Yerry Rodriguez, formerly of the Texas Rangers and dealt to the Toronto Blue Jays in the summer of 2024, is currently in the midst of Tommy John rehab, and intends to be back on the MLB mound this summer. The Yankees decided they wanted him in their lab whenever that date arrived; the righty, who underwent TJ while in camp with the Pittsburgh Pirates last year, just signed a two-year minor-league deal with the club.
There may be "no such thing as a bad minor-league deal," but there certainly is such a thing as a minor-league deal that gets you trolled online by Blue Jays fans. The Rodriguez deal currently qualifies as such.
Yankees, Yerry Rodriguez Agree To Minor League Deal https://t.co/DFBUtlSz0v pic.twitter.com/yT3cI1dtf8
— MLB Trade Rumors (@mlbtraderumors) November 24, 2025
Yankees sign reliever Yerry Rodriguez midway through Tommy John surgery rehab
Of course, the "Getting Trolled Online by People Who Hate You" quotient is rarely the defining metric of a deal's success.

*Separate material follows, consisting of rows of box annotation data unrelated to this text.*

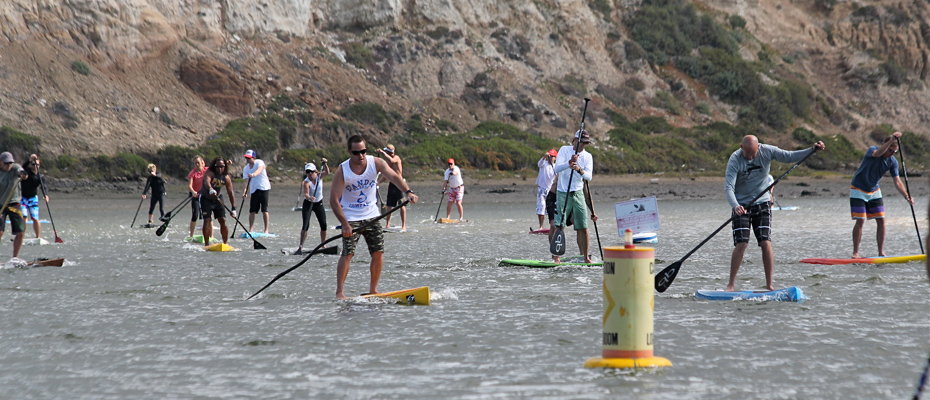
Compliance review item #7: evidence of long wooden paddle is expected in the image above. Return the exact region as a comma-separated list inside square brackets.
[655, 148, 817, 293]
[549, 97, 603, 258]
[229, 177, 252, 237]
[584, 181, 604, 260]
[433, 188, 446, 222]
[246, 200, 410, 300]
[155, 193, 194, 236]
[36, 166, 63, 243]
[895, 138, 924, 254]
[912, 354, 930, 400]
[129, 197, 145, 228]
[222, 196, 267, 250]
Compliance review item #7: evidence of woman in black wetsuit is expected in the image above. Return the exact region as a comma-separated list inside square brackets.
[142, 164, 166, 224]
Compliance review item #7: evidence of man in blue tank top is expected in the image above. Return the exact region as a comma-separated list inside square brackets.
[329, 135, 417, 299]
[849, 132, 914, 258]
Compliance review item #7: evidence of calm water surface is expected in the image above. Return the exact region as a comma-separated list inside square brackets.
[0, 190, 930, 399]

Best-case scenario? The Yankees saw something correctable in Rodriguez's footage, and he finally reaches a ceiling he didn't know he had in their uniform. Worst-case? His rehab doesn't go swimmingly, Year 1 bleeds into Year 2, and we never see him again. If he somehow evolves into an arm who's trusted enough to get high-leverage work and finds himself in the baseball zeitgeist, that'll be a minor miracle.
His profile is familiar: 97 MPH heater, primarily a fastball-slider pitcher, strong minor-league K rates (28.3% strikeout rate in four partial Triple-A seasons), terrible control, and general MLB numbers (12% Triple-A walk rate, 11% in the bigs, 8.17 ERA in his 36-inning major league career). In essence, he's a slightly more mature replacement for the erratic Michael Arias, non-tendered last week.
We won't see him until midseason in Scranton, but even still, that didn't prevent our neighbors to the north from getting some yuks out upon his arrival to the system. Never feels fantastic, though fixing him would.